There was one person I knew I really needed to talk with on Mother’s Day, someone who I knew was going through the same range of emotions that I was…someone who could make me laugh when no one else could while I was missing Mom so much on this first Mother’s Day without her. As I sat on the deck, working up the strength to call, my phone rang out with what used to be the ring I had assigned to my mom’s number, but had given it to a new owner….

“AhhOOOOOgah….AhhOOOOOgah!”

My sister Linda….just the person I hoped it would be. 

We started gently with “How are you? Are you hanging in there” and got to the “I am really missing her today- why does it hurt so badly again?”

After we got past the obvious, we went to what we do best together…we told stories and laughed. A lot. And loudly. It felt so good to let go and let humor soothe my achy heart. My sister and I both have whacky senses of humor, and we see the world and its craziness through very upbeat and  similar lenses. After telling funny Mom stories, we went into the crazy things that have happened to us…there is always a story to share the we don’t know about each other. 
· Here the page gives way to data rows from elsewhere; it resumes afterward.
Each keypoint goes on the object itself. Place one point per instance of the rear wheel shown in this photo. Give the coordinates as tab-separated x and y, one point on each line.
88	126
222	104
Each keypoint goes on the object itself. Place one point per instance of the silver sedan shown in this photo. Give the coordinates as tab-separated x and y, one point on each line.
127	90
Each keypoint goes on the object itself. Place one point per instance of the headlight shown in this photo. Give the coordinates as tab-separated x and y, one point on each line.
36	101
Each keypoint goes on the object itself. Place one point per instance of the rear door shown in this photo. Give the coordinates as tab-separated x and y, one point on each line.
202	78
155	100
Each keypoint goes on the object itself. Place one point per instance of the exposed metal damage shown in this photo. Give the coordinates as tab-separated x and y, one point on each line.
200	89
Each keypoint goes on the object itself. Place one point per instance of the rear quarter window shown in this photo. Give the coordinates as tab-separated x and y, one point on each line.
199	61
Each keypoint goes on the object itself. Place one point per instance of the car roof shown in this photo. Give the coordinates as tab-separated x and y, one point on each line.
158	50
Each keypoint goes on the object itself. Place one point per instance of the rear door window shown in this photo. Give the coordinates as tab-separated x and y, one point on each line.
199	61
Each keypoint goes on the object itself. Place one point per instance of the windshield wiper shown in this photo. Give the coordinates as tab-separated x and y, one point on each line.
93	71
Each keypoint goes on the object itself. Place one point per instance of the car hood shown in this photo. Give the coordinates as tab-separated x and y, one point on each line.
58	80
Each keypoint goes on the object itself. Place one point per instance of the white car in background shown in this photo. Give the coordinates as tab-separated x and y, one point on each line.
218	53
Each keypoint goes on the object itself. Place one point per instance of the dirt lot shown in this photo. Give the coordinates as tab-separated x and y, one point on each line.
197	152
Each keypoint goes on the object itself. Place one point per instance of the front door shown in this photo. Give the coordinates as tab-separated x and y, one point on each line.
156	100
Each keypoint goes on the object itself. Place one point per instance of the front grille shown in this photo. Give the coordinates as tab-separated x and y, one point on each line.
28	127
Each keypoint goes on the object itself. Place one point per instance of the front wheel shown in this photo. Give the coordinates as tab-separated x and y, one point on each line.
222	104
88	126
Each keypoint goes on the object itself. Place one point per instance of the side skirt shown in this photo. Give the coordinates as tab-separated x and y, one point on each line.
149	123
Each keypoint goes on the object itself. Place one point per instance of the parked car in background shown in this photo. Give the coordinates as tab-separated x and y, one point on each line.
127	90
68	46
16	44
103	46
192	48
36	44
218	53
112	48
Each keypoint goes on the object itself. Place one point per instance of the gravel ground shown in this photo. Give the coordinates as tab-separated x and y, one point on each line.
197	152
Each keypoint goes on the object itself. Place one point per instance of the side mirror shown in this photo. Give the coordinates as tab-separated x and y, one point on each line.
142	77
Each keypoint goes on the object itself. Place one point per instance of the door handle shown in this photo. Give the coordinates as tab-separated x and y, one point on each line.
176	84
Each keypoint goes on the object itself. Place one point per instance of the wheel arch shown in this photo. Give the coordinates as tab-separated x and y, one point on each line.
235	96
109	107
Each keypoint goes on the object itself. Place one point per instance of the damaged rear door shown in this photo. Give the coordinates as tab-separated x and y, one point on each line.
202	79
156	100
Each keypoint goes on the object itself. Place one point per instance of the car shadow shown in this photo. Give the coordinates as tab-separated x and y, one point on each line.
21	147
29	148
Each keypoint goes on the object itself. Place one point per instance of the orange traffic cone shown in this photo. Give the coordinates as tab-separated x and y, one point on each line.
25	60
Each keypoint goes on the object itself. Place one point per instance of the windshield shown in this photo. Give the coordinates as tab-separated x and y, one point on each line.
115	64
I started with the story of the millipede on the band room floor at the middle school in Chicago during my performance last week that made the little girls scream. That morphed into the time Mom had me perform for her friends at the nursing home where she used to volunteer and the woman sitting in front began to scream, rock, and hold her ears as I played. We were both laughing so hard we were crying at this point. My sister could have been a comedienne, as her timing with side comments is always perfect…and that makes us laugh more. 
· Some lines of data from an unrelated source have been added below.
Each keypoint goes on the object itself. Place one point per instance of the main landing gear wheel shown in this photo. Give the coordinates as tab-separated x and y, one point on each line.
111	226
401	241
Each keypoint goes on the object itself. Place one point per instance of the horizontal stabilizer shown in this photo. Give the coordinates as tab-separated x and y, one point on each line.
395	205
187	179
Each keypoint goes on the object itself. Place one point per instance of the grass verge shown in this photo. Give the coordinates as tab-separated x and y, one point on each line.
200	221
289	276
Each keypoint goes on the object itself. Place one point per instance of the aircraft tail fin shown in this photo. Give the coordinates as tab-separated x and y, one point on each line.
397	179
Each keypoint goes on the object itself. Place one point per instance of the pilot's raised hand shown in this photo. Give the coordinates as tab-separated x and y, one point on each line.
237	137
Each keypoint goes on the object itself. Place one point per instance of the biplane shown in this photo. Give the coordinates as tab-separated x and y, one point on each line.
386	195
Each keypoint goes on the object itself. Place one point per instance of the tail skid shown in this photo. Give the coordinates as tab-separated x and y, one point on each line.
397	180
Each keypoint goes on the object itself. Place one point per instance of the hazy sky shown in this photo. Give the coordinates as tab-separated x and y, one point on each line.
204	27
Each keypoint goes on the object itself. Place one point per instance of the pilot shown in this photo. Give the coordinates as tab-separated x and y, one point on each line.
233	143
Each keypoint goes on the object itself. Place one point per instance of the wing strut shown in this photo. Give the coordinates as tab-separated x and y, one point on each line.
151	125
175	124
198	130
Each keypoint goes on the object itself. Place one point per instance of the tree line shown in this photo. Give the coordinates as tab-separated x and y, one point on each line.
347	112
Linda’s story was the best by far.  Her career has been as a caregiver for seniors, and many years ago she was working with a new patient, a small black woman from ‘the Islands’. Linda always laughed and joked with her patients, doing her best to cheer them, and this time was no different. When Linda approached her, the woman said that Linda was a voodoo princess and needed to stay away from her. Linda thought the woman was kidding, as no one had mentioned that there might be an issue with dementia. She decided to play along, wiggling her fingers beside her face and saying, “Booga Booga!”  Unfortunately, the woman really did think Linda was a voodoo princess, and it didn’t go over well. My sister has the kindest heart and would never hurt anyone intentionally- she just hadn’t been made aware of the mental issues. She felt terribly about what had happened….but after all these years, it made for yet another crazy story of the things that always seem to happen to us…just like they did our mother. Our stories leave no doubt that we are from the same gene pool, and that we are Dorothy Williams’ daughters. Too much shared goofiness to be coincidence. 
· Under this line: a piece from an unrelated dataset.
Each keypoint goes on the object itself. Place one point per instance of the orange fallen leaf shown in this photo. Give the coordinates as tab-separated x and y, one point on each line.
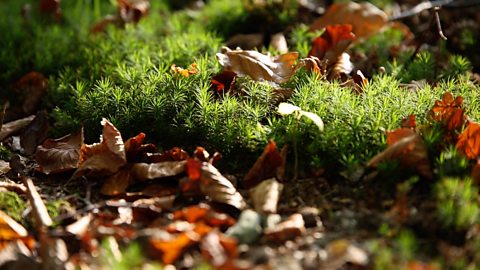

I am so grateful for my sister, her kind heart, and her wonderful sense of humor. She has become my touchstone, a connection with my history and that of our family. We know that we each carry a part of Mom in us, and we can always feel her close when we come together in laughter. Linda helps me not to take things too seriously, to see the lighter side of most any situation. She is also fiercely loyal and protective of those she loves. She was fourteen when I was born, and took good care of me while Mom was reeling from the divorce, having to grow up way too soon with all of the responsibility that was thrust upon her young shoulders. 

Talking to Linda was the very best part of my day. She reminded me that I am not alone, that laughter is only a phone call away. We don’t choose to live in the past; we know that life goes on, and we flow with it gladly…but we will always honor Mom’s memory with our stories, our laughter, our strength, and our love. It’s in our genes.